A few weeks ago I was completely consumed for the better part of a day that I would have otherwise spent on more practical work.

Yeah, what? Weird, right? It started from a Twitter conversation earlier that day with my friend Joel:

This wishful brainstorming inspired me to start building exactly that. But first, a digression.

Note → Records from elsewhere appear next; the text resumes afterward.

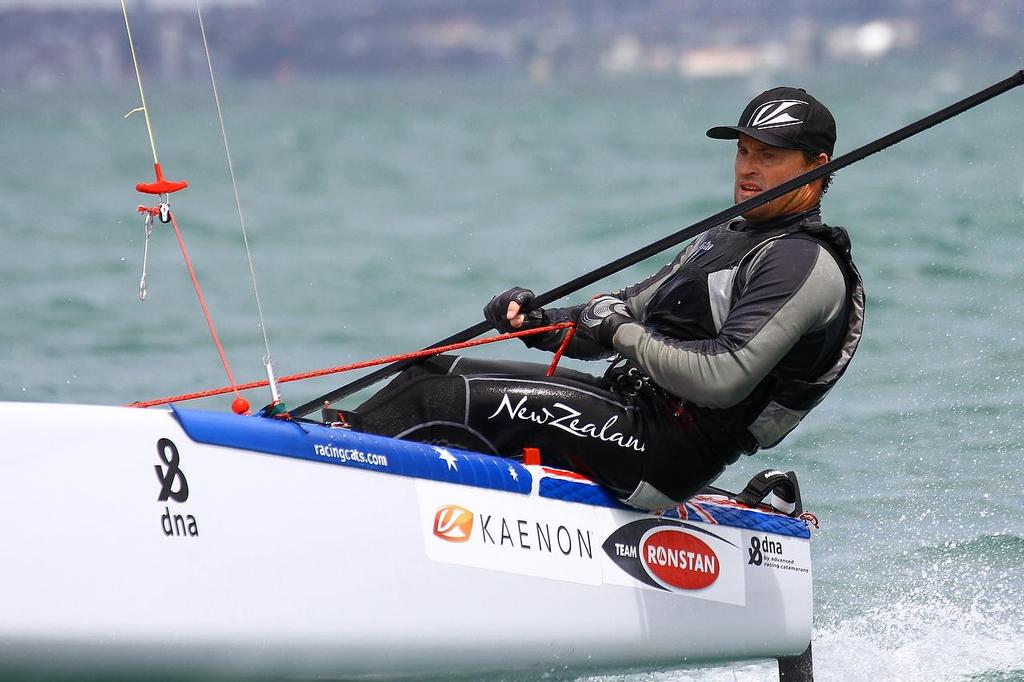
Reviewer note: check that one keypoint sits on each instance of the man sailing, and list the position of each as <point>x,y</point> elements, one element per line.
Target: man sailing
<point>720,353</point>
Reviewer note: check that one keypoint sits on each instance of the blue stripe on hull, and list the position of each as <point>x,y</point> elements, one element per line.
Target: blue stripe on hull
<point>364,451</point>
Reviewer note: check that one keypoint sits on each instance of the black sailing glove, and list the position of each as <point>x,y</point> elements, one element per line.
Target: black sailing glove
<point>496,311</point>
<point>601,317</point>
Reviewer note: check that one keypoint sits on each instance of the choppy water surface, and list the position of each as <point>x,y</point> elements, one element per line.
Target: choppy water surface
<point>384,214</point>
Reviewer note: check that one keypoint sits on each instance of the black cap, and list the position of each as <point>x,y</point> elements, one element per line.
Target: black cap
<point>788,118</point>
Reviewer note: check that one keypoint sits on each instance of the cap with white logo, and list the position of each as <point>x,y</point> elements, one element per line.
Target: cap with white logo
<point>788,118</point>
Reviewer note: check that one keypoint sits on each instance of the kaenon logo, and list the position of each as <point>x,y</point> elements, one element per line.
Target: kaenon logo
<point>454,523</point>
<point>776,114</point>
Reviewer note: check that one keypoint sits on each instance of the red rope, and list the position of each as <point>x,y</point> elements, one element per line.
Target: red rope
<point>155,211</point>
<point>357,366</point>
<point>561,349</point>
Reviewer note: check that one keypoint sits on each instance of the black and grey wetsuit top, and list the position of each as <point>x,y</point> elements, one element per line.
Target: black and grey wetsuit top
<point>750,326</point>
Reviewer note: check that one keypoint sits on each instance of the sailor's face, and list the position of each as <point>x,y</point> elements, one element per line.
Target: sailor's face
<point>761,167</point>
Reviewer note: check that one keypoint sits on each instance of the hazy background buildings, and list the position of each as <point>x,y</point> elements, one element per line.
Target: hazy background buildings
<point>53,42</point>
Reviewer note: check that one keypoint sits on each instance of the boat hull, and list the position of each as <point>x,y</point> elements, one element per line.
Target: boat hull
<point>137,540</point>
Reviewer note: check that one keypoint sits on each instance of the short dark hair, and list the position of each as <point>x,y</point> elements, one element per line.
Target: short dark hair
<point>826,180</point>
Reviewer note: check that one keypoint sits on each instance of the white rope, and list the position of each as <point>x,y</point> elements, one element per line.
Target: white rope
<point>138,79</point>
<point>238,204</point>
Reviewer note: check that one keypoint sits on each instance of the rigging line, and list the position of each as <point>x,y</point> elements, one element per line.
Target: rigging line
<point>138,79</point>
<point>206,311</point>
<point>235,184</point>
<point>358,366</point>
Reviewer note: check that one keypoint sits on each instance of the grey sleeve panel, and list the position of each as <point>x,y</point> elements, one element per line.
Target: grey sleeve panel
<point>637,296</point>
<point>796,287</point>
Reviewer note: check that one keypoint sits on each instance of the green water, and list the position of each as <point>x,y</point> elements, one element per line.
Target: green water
<point>383,214</point>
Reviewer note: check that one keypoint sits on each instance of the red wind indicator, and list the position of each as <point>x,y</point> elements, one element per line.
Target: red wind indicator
<point>162,185</point>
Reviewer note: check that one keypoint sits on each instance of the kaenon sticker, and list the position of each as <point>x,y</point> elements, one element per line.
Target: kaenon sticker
<point>509,533</point>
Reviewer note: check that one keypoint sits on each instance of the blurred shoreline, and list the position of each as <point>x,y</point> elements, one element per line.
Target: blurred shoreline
<point>46,45</point>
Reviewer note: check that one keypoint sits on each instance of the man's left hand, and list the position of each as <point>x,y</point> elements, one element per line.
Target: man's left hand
<point>601,317</point>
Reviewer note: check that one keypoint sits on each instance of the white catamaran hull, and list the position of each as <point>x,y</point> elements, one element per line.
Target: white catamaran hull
<point>147,540</point>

The idea reminded me of an idea I got from Adam Smith back when I was working on Scriptlets. If you can execute code from a URL, you could “store” a program in a shortened URL. I decided to combine this with the curl-pipe-bash technique that’s been starting to get popular to bootstrap installs. If you’re unfamiliar, take this Gist of a Bash script:

Given the “view raw” URL for that Gist, you can curl it and pipe it into Bash to execute it right there in your shell. It would look like this:

$ curl -s https://gist.github.com/raw/4464431/gistfile1.txt | bash
Hello world

Instead of having Gist store the program, how could we make it so the source would just live within the URL? Well in the case of curl-pipe-bash, we just need that source to be returned in the body of a URL. So I built a simple app to run on Heroku that takes the query string and outputs it in the body, a sort of echo service.

Letting you do this:

$ curl "http://queryecho.herokuapp.com?Hello+world"
Hello world

Which you could conceal and shorten with a URL shortener, like Bitly. I prefer the j.mp domain Bitly has. And since they’re just redirecting you to the long URL, you’d use the -L option in curl to make it follow redirects:

$ curl -L http://j.mp/RyUN03
Hello world

When you make a short URL from the bitly website, they conveniently make sure the query string is properly URL encoded. So if I just typed queryecho.herokuapp.com/?echo "Hello world" into bitly, it would give me a short URL with a properly URL encoded version of that URL that would return echo "Hello world". This URL we could then curl-pipe into Bash:

$ curl -Ls http://j.mp/VGgI3o | bash
Hello world

See what’s going on there? We wrote a simple Hello world program in Bash that effectively lives in that short URL. And we can run it with the curl-pipe-bash technique.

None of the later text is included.